Болтая с Моникой, Фрэнсис (как она заявила) увидела, что Гагерн энергично машет ей рукой, подзывая к себе. А потом он услал ее куда-то с пустяковым поручением. Если бы не муж, видите ли, Фрэнсис болтала бы с Моникой до скончания века. А Гагерну нужно было, чтобы Моника осталась одна. Для чего? Чтобы можно было обманом заманить ее в другой павильон и через переговорную трубу плеснуть ей в лицо серной кислотой.
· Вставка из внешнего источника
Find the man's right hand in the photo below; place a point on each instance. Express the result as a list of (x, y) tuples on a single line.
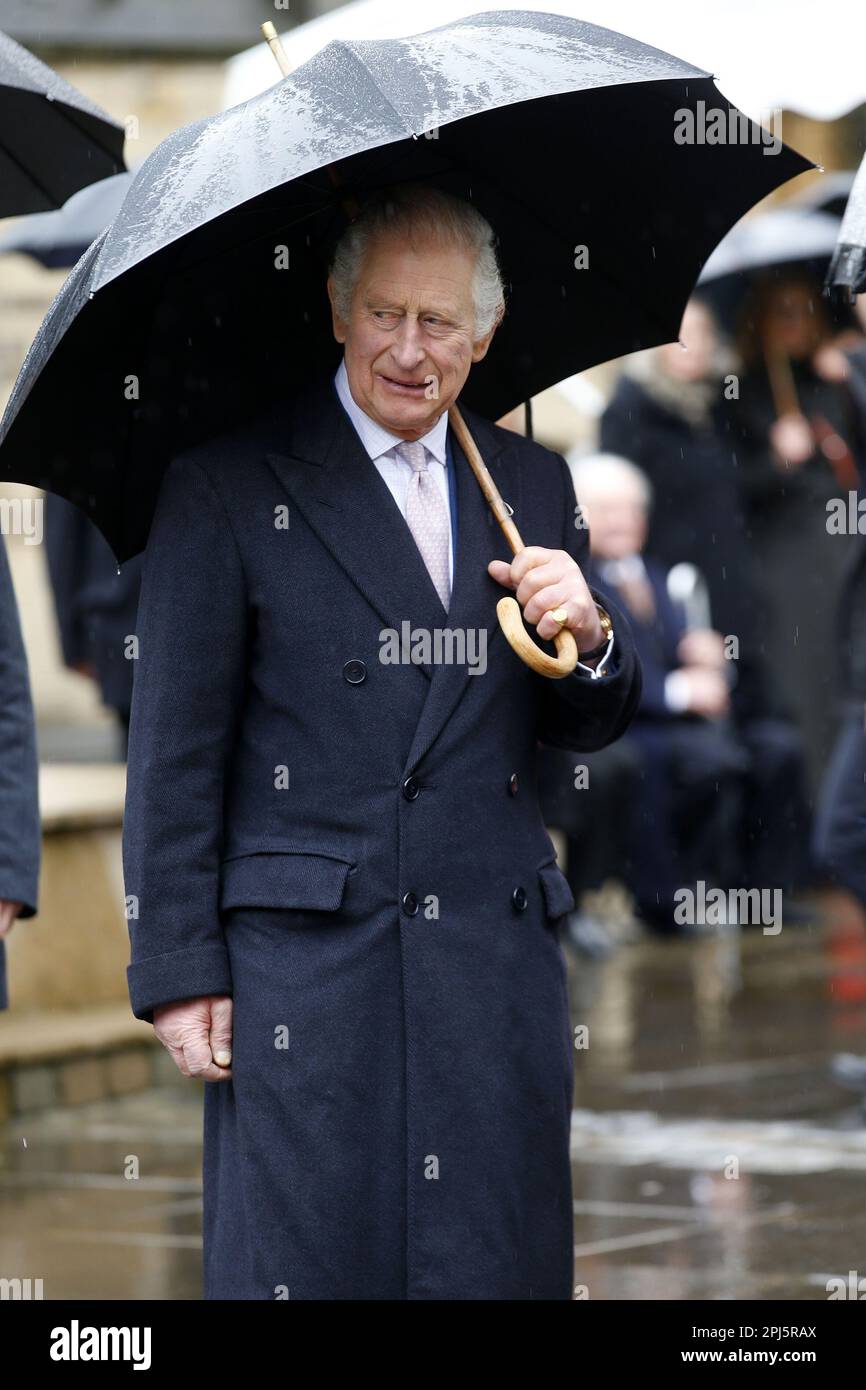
[(198, 1034)]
Последние слова, как понял сам Билл Картрайт, прозвучали довольно мрачно.

— А доказательства, сынок? — резко спросил Г.М.

— Их нет, сэр. И вот почему… После трюка с серной кислотой мы, все шестеро, — Гагерн, Ф.Ф., Говард Фиск, Том Хаккетт, Моника и я — собрались, чтобы обсудить происшествие и попытаться понять, кто же это сделал. Говард предложил всем вспомнить, где кто был в момент покушения.

— Алиби?

— Да. Том отчитался о своих передвижениях, хотя свидетелей у него не было. То же самое относится и к Говарду, который, по его словам, просто бродил по студии. Я рассказал, где находился. А Гагерн вдруг надулся и обиделся. Напыщенное ничтожество! Он заявил, что подозрения ему невыносимы, и он не может больше терпеть мою наглость и стремление совать нос не в свое дело. Он отказался что-либо говорить о себе, да и жене велел следовать своему примеру. Конечно, Ф.Ф. послушно его поддержала. В результате с тех пор я не могу вытянуть из нее ни слова…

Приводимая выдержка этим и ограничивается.